American lawyer (1851–1900)

Frederic D. Bronson, Jr. (July 20, 1851 – March 29, 1900) was a prominent American lawyer during the Gilded Age in New York City.

==Early life==
Bronson was born on July 20, 1851, in New York City. He was the son of Frederic Bronson (1802–1868) and Charlotte (née Brinckerhoff) Bronson (1818–1861). He was the brother of Charlotte Troup Bronson, who married Egerton Leigh Winthrop, Louisa Bronson, who married H. H. Hunnewell Jr. the son of Paris and Boston merchant banker Horatio Hollis Hunnewell, and Maria Bronson.

He was the paternal grandson of Isaac Bronson, and a member of the extended Bronson family, which was prominent in business and society, including his uncle, Dr. Oliver Bronson. His maternal grandparents were James Lefferts Brinckerhoff and Charlotte (née Troup) Brinckerhoff, daughter of Lt. Col. Robert Troup and Jannetje (née Goelet) Troup. His aunt Maria Lousia Brinckerhoff (1816–1866), was married to Robert Livingston Pell (1811–1880), a grandson of James Duane.

==Career==
Morris graduated from Columbia College in 1870, and later, Columbia Law School, in 1873.

He was a director of the Savings Bank for Merchants' Clerks and the treasurer of the New York Life and Trust Company, which was founded by his grandfather, Isaac Bronson. He also served as a trustee of Columbia University from 1896 until his death in 1900. From his election in 1893 until his death, he was a manager of the Society for the Reformation of Juvenile Delinquents in the City of New York.

===Society life===
In 1892, Bronson and his wife were both included in Ward McAllister's "Four Hundred", purported to be an index of New York's best families, published in The New York Times.
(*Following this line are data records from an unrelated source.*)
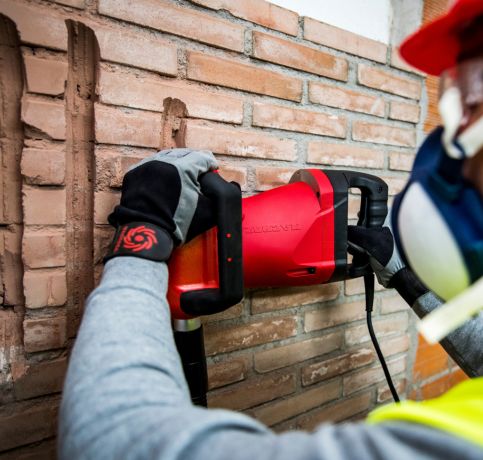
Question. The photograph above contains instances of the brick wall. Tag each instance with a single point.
(87, 89)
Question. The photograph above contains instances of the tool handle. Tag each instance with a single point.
(227, 199)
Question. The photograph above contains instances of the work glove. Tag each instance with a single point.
(162, 205)
(390, 270)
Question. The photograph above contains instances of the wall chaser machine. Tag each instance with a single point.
(293, 235)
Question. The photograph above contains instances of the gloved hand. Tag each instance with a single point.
(162, 205)
(390, 270)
He served as the president of the New York Coaching Club, trustee of the City Club, vice-president of the Union Club in 1898. He was also a member of the Knickerbocker Club, Racquet and Tennis Club, Country Club, Metropolitan Club, Down Town Club, Riding Club, Church Club, and New York Yacht Club.

==Personal life==
In 1875, he was married to Sarah Gracie King (1850–1931). She was the daughter of Archibald Gracie King and Elizabeth Denning (née Duer) King, and the granddaughter of U.S. Representative James Gore King and William Alexander Duer. She was also the sister of May Denning King, who married John King Van Rensselaer, son of Henry Bell Van Rensselaer and grandson of Stephen Van Rensselaer III, the patroon of Rensselaerwyck. Her brother, Frederick Gore King (b. 1852), was the father of Alice Gore King. The Bronsons lived at 174 Madison Avenue and had a country home, "Verna" in Southport, Connecticut (which later became the Fairfield Country Day School). Together, they were the parents of:

- Elizabeth Duer Bronson (1877–1914), who married Lloyd Carpenter Griscom (1872–1959), the United States Ambassador to Italy who was a son of Clement Griscom, the shipping magnate, in 1901. After her death in 1914, he remarried to Audrey M.E. Crosse in 1929.

Bronson died of pneumonia in Palermo, Italy on March 29, 1900, after completing a Mediterranean voyage on Augusta Victoria, a luxury ship owned by North German Lloyd. His funeral was held at Grace Church in Manhattan, officiated by Bishop Henry C. Potter and he was buried at Oak Lawn Cemetery in Connecticut. The honorary pallbearers at his funeral were Frank Knight Sturgis, Adrian Iselin, Jr., Dr. Francis Delafield, W. Bayard Cutting, George L. Rives, Johnston Livingston, A. J. Cassatt, Charles Gould, John Nish, and F. Delano Weeks.

His widow, then 63, remarried in 1914 to his friend, Adrian Iselin, the banker who was then 67. She died in 1931.